Béru, intrigué, murmure :

— Excusez-moi si j’vous d’mande pardon, Lord Panar, mais j’ai rencontré à Mar del Plata la mère de la victime et son jeune frère…

— Il s’agissait de ma première épouse, bougonne le vieux. J’en ai divorcé voici trois ans pour marier la sublime femme que vous voyez là et qui met le comble à mon bonheur en me donnant un enfant.

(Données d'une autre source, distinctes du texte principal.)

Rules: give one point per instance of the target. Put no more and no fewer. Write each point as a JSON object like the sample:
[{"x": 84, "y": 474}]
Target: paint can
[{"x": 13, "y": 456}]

D’un geste infiniment doux, il caresse le ventre de la ravissante personne.

Il reprend, hargneux :

— Ma première épouse était une femme sinistre, confite en dévotion et qui a élevé nos deux enfants comme si elle entendait les faire entrer dans les ordres. Heureusement, le Seigneur a eu pitié de moi et m’a permis de rencontrer Hildegarde, lors d’un voyage en Uruguay. Par bonheur, malgré notre grande différence d’âge, j’ai pu m’en faire aimer et, grâce à elle, je connais une fin d’existence heureuse. L’échographie indique qu’elle va me faire un garçon ; je sais qu’il perpétuera dignement mon nom, ce qui ne sera pas le cas avec cette chiffe molle de Salvador.

Il paraît vachement remonté contre sa première « fournée », le gentilhommien ; la traite par le mépris. Il est clair que l’assassinat de sa fille aînée le laisse de marbre. Hildegarde a pris place auprès de lui et lui tient la main. Image sereine d’un bonheur tranquille. La maternité se réfugiant dans l’ombre de la sécurité ! Belle allégorie ! Ça doit être le pied, pour pépère. Après les longues années grises en compagnie de sa dame patronnesse, il connaît enfin le charme, la jeunesse, l’intelligence, l’art.